BrandonHabes’s review published on Letterboxd:
I dug it. Republicans will hate it lol. I told my mom she'd hate it and it led to a delightfully heated conversation that I'm too embarrassed to summarize. RJ basically dresses immigration reform in the clothing of genre and trolls the right for 2 hours. It's a circle jerk for woke leftists but not a very nuanced take. Actually, I'm caricaturizing some of this. First and foremost, this is good old-fashioned entertainment. Plain and simple. It's slickly edited, mightily performed, and has so many wacky reveals that it almost borders into self-parody. Second, it's marketed as a fun modern-day whodunit but it also quickly morphs into this razor-sharp, Scooby-Doo parable on American politics, specifically as it relates to the question of "who will possess a nation?"
My House | My Rules | My Coffee is a placeholder for all the greed, entitlement and inherited wealth of the American elite, and speaks to the systemic arrogance of what they believe "the right way" is for people to "properly" enter this country. Perhaps children being kept in cages is not a friendly reminder for those who often rely on these buzz words during these discussions.
RJ's script is clearly on the side of "immigrants get the job done," but that's not to say it's exactly MAGA-bashing either. The Thrombey family isn't filled with "go back to your country" white supremacists per se, they're more in the neoliberal vein of the Armitage's from GET OUT (2017). They seem nice and polite, and they think they're being nice and polite to Marta, but they're really only using her as a prop to hide their micro-aggressive claim on what they believe is their "ancestral home." Those who identify with the Thrombey's, or who often feel threatened by outsiders attempting to stake a claim on the American Dream, may not even realize the meta-colonialist quackery of the position, which makes the humor quite fun.
Everyone in the family is an obvious suspect to the murder at play, but I think RJ means this as less of a diatribe towards a specific class or faction and more as an inward, "Lord, is it I?" kind of posture. We’re all potential suspects. We’re all part of a corrupt system needing to ask ourselves how we contribute to the mess.

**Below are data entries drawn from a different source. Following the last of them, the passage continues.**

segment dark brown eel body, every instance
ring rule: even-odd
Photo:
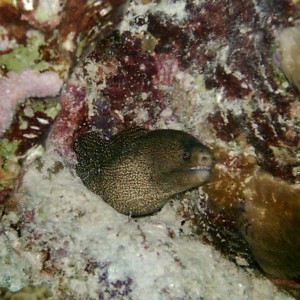
[[[77,175],[122,214],[143,216],[168,199],[198,187],[210,177],[211,151],[188,133],[162,129],[125,129],[105,141],[97,131],[74,145]]]

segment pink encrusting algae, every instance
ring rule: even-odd
[[[0,136],[10,126],[17,106],[27,98],[57,96],[63,81],[51,71],[9,72],[0,78]]]
[[[84,122],[87,114],[85,95],[84,88],[72,84],[63,89],[60,98],[61,111],[48,138],[49,147],[71,160],[73,152],[70,153],[70,146],[73,143],[77,125]]]

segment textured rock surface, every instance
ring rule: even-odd
[[[38,187],[37,183],[38,182]],[[51,299],[291,299],[203,245],[174,201],[131,219],[53,152],[33,163],[1,219],[1,285],[48,283]]]
[[[14,148],[0,153],[0,172],[9,177],[0,179],[0,203],[22,175],[11,162],[26,166],[41,155],[40,144],[59,111],[55,96],[63,80],[96,41],[116,27],[126,4],[125,0],[0,0],[0,137],[5,149]]]
[[[48,70],[66,77],[119,23],[126,1],[0,1],[1,72]]]
[[[64,19],[72,1],[62,8],[51,2],[50,13],[42,16],[38,7],[47,1],[32,9],[22,6],[30,1],[19,2],[16,8],[0,1],[7,22],[0,31],[0,60],[4,64],[7,55],[16,54],[26,59],[12,59],[17,66],[6,63],[1,72],[19,72],[27,63],[65,77],[80,54],[89,52],[76,37],[87,36],[94,15],[89,18],[83,5],[82,22],[76,14]],[[28,7],[31,13],[24,12]],[[26,100],[1,141],[1,174],[9,182],[0,193],[3,203],[14,187],[10,176],[19,172],[20,154],[27,153],[29,161],[40,155],[39,137],[59,112],[43,160],[29,167],[14,201],[1,208],[1,285],[16,291],[52,283],[54,299],[143,299],[153,291],[156,299],[288,299],[258,275],[231,211],[218,212],[231,207],[234,216],[241,213],[243,206],[230,195],[254,170],[284,180],[287,189],[299,185],[299,91],[287,81],[296,84],[294,77],[281,72],[286,57],[278,39],[284,28],[296,26],[298,9],[299,3],[289,0],[132,1],[120,30],[73,70],[61,110],[53,99],[42,107]],[[8,22],[12,18],[15,24]],[[53,41],[47,26],[59,29],[61,44],[45,46],[45,40]],[[72,28],[78,30],[74,35]],[[137,221],[116,214],[72,173],[71,144],[91,128],[110,137],[130,125],[197,136],[214,150],[217,176],[223,171],[227,176],[224,194],[216,196],[218,188],[194,191]],[[299,298],[294,284],[292,294]]]

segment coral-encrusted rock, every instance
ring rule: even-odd
[[[48,148],[58,151],[65,158],[74,159],[71,145],[74,140],[74,133],[87,114],[87,103],[84,102],[86,91],[84,88],[69,84],[62,93],[62,108],[57,121],[49,135]],[[71,152],[71,153],[70,153]]]
[[[121,20],[127,0],[0,1],[0,65],[10,71],[70,66]],[[13,22],[12,22],[13,20]]]
[[[251,157],[232,157],[216,166],[203,190],[208,208],[235,223],[267,274],[300,275],[299,186],[259,170]]]
[[[212,147],[246,139],[265,169],[299,180],[299,94],[273,62],[274,29],[288,26],[295,5],[177,5],[162,13],[138,4],[123,31],[97,45],[81,72],[93,90],[87,126],[109,135],[180,120]]]
[[[0,286],[49,283],[51,299],[291,300],[203,245],[176,214],[178,201],[128,218],[61,159],[48,151],[33,163],[1,219]]]
[[[59,76],[66,79],[95,41],[111,32],[126,4],[127,0],[0,1],[0,136],[26,98],[58,95]]]
[[[0,173],[11,179],[1,179],[0,199],[7,198],[19,176],[8,162],[43,152],[38,145],[59,112],[54,97],[59,96],[63,80],[95,42],[116,27],[127,2],[0,0],[0,137],[5,138]],[[64,105],[70,106],[65,98],[63,112]]]
[[[90,24],[94,26],[98,20],[89,12],[94,8],[98,12],[101,9],[97,6],[87,8],[83,2],[74,0],[62,1],[63,7],[60,8],[57,6],[59,2],[54,1],[51,2],[54,4],[52,9],[40,15],[38,12],[47,1],[37,1],[33,8],[28,4],[16,8],[12,4],[15,2],[0,2],[0,17],[6,24],[0,33],[4,37],[1,40],[4,41],[2,64],[5,62],[8,70],[16,68],[15,72],[25,65],[37,71],[51,68],[65,76],[69,63],[75,62],[81,53],[88,52],[87,44],[93,41],[93,30],[89,34],[87,28]],[[101,3],[104,5],[107,1]],[[80,6],[79,10],[68,16],[68,13],[73,13],[75,4],[79,4],[76,6],[76,9]],[[116,2],[113,5],[115,7]],[[10,7],[10,10],[2,10],[4,7]],[[70,147],[77,130],[84,132],[91,127],[102,129],[106,137],[130,125],[185,129],[216,152],[216,149],[221,149],[225,153],[219,157],[216,177],[205,188],[206,195],[203,197],[206,200],[208,195],[207,204],[212,214],[223,214],[224,217],[210,221],[216,221],[219,232],[225,227],[225,222],[220,220],[228,221],[228,224],[233,221],[230,225],[236,226],[245,237],[255,259],[266,272],[293,277],[297,274],[297,264],[294,265],[296,272],[276,271],[280,263],[284,264],[285,257],[281,257],[278,263],[280,256],[275,255],[275,267],[272,263],[265,264],[265,253],[277,247],[264,238],[268,232],[260,231],[258,224],[254,224],[254,232],[258,230],[261,236],[253,237],[248,235],[249,227],[242,226],[240,221],[244,218],[242,224],[252,224],[248,219],[253,217],[251,211],[260,207],[258,199],[266,197],[273,201],[270,198],[272,193],[280,204],[285,205],[285,200],[280,200],[284,196],[276,190],[277,186],[288,198],[294,195],[295,190],[298,195],[294,183],[300,180],[299,93],[286,81],[276,65],[278,61],[273,61],[276,51],[274,36],[282,28],[295,26],[295,7],[296,2],[291,0],[182,0],[172,1],[172,5],[169,1],[159,4],[147,0],[131,2],[120,31],[96,46],[64,88],[62,110],[48,139],[48,155],[53,155],[51,150],[54,150],[63,155],[63,158],[55,156],[55,161],[61,159],[66,162],[67,158],[68,162],[74,163]],[[7,16],[4,15],[6,12]],[[9,23],[13,18],[16,23]],[[97,23],[96,28],[108,24],[105,22]],[[47,26],[54,30],[49,32]],[[16,33],[15,37],[12,32]],[[22,44],[25,41],[26,47]],[[76,47],[78,51],[73,52]],[[10,64],[10,57],[20,53],[27,59]],[[283,62],[283,58],[280,59]],[[4,68],[1,72],[6,74],[7,70]],[[35,111],[31,111],[27,103],[21,111],[25,112],[30,130],[34,130],[36,123],[32,122],[32,118]],[[22,116],[19,119],[23,119]],[[51,123],[53,118],[43,120]],[[25,130],[24,127],[22,130]],[[22,130],[19,132],[25,133]],[[7,149],[9,153],[15,150],[14,147]],[[172,207],[166,207],[159,215],[151,217],[151,220],[159,220],[158,225],[149,224],[148,219],[136,223],[122,219],[118,223],[116,220],[120,216],[87,193],[79,179],[69,173],[70,164],[66,164],[59,175],[53,171],[56,169],[55,161],[47,155],[45,160],[44,167],[37,161],[36,167],[32,166],[31,171],[25,174],[26,183],[19,194],[21,210],[3,211],[1,221],[5,227],[0,231],[0,238],[7,249],[13,245],[20,257],[27,259],[22,260],[26,262],[27,269],[19,266],[16,259],[3,262],[7,269],[14,269],[11,266],[17,265],[17,269],[26,271],[24,284],[18,283],[16,289],[27,284],[27,277],[36,282],[41,274],[46,274],[55,281],[56,295],[64,296],[63,292],[68,294],[69,290],[69,296],[81,298],[111,298],[116,295],[133,295],[133,298],[143,295],[147,298],[153,292],[161,293],[155,294],[157,297],[184,299],[191,294],[195,298],[263,297],[265,286],[255,297],[253,282],[247,284],[247,288],[240,284],[240,269],[238,280],[231,281],[232,276],[224,276],[225,273],[232,274],[228,271],[230,269],[228,266],[226,270],[223,266],[220,268],[214,255],[205,252],[199,256],[203,245],[198,237],[191,243],[189,236],[189,242],[185,244],[185,240],[181,240],[182,226],[170,230],[175,228],[174,219],[178,218],[174,213],[174,218],[168,219],[168,213],[174,212]],[[255,177],[258,169],[263,171]],[[272,175],[265,176],[265,170]],[[273,176],[281,179],[277,181]],[[36,182],[39,184],[36,185]],[[270,195],[261,190],[264,184],[271,191]],[[4,190],[2,198],[6,198],[7,191]],[[257,201],[252,202],[252,199]],[[272,206],[270,213],[275,208],[275,205]],[[294,211],[297,212],[297,209]],[[187,220],[193,217],[193,212],[190,215],[189,212],[187,210],[185,215]],[[274,230],[272,234],[286,237],[286,232],[281,234],[284,225],[273,226],[272,215],[269,212],[266,215],[265,225]],[[280,222],[284,224],[284,221]],[[170,223],[172,226],[166,225]],[[290,229],[293,228],[291,223],[297,224],[297,221],[289,223]],[[167,239],[161,239],[161,230],[158,230],[161,226]],[[124,231],[126,234],[122,235]],[[174,232],[178,232],[178,237]],[[294,239],[292,237],[297,245],[298,241]],[[157,251],[157,241],[162,243],[162,251]],[[179,245],[184,246],[188,255],[185,251],[181,252]],[[284,246],[284,243],[281,245]],[[267,247],[265,253],[261,250],[263,247]],[[297,252],[295,254],[290,249],[287,245],[284,251],[298,259]],[[278,248],[276,251],[278,253]],[[168,253],[171,253],[171,258]],[[131,256],[126,260],[128,254]],[[214,258],[214,263],[208,258]],[[157,264],[155,268],[153,262]],[[143,268],[140,268],[141,265]],[[150,266],[147,272],[144,272],[145,265]],[[212,265],[216,268],[211,269]],[[124,266],[128,266],[130,271],[124,273]],[[163,270],[175,267],[175,272],[170,272],[171,278],[166,279],[165,272],[158,272],[158,267]],[[149,277],[150,274],[152,277]],[[175,281],[172,276],[177,274],[180,276]],[[8,277],[6,273],[0,272],[0,275],[5,286],[13,281],[14,277]],[[141,278],[147,280],[141,281]],[[228,281],[224,284],[223,279]],[[151,289],[147,289],[145,282],[150,282]],[[152,283],[155,285],[152,286]],[[203,287],[207,283],[208,288]],[[234,291],[223,291],[223,288],[231,289],[232,286]],[[238,292],[237,287],[243,290]],[[268,292],[266,294],[269,295]]]
[[[50,71],[9,72],[6,77],[0,78],[0,137],[9,127],[18,104],[29,97],[57,96],[62,83],[59,76]]]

I mean, the Thrombey's aren't exactly politically homogenous, they're made up of progressive-reading-types as well as alt-right-conservatives, and then you have Marta in the middle as the caretaker of both sides, and RJ behind it all asking, "Where do you fit in this family?" It's a good, honest, clean question, one that I never felt was over-preachy or particularly berating. The script is a little too over-written in areas, the twists are expectedly ridiculous, but by and large it's the banger that everyone's been saying it is.

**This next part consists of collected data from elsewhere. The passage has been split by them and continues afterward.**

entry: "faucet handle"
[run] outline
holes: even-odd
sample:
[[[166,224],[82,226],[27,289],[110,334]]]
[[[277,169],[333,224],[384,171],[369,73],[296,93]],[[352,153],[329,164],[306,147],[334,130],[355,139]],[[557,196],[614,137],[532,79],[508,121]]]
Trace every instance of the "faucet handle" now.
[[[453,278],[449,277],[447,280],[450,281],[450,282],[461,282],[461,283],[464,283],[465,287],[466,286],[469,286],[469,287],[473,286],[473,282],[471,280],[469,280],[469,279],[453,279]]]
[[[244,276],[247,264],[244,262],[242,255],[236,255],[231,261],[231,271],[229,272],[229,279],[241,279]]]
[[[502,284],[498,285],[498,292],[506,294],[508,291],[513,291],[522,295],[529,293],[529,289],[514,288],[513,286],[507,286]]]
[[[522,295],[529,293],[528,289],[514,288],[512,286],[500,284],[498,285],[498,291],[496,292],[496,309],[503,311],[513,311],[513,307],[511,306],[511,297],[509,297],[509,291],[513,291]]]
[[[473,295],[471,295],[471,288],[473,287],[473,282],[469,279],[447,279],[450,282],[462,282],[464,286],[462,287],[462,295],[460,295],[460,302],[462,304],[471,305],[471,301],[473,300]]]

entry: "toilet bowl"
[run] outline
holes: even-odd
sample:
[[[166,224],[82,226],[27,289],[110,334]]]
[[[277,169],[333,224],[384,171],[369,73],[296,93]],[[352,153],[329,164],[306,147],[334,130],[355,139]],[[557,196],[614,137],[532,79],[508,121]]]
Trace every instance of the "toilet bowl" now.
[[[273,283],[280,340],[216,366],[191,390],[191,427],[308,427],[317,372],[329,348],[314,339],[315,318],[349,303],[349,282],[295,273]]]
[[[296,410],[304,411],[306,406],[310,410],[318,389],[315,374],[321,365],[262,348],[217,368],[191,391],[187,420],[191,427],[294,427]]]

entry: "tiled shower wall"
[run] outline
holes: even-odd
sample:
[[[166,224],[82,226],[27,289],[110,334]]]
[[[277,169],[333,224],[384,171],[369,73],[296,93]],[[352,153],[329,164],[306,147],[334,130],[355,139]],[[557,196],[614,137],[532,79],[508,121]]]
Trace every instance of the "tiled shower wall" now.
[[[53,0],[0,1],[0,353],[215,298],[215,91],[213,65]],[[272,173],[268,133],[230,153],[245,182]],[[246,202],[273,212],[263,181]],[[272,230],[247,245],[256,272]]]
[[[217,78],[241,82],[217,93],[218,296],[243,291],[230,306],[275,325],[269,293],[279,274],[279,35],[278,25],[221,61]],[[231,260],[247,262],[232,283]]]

Also, I know this would've been extremely dumb and on-the-nose, but I honestly thought for the briefest of moments we were gonna get a Kentucky-fried satire of an ending, with the Thrombey's positioned in downstairs outer darkness looking up at upstairs-Marta dressed as the Statue of Liberty, torch and all. I know, totally stupid. It would’ve been awful. But I honestly wanted this SNL-ending so bad just so I could laugh my ass off.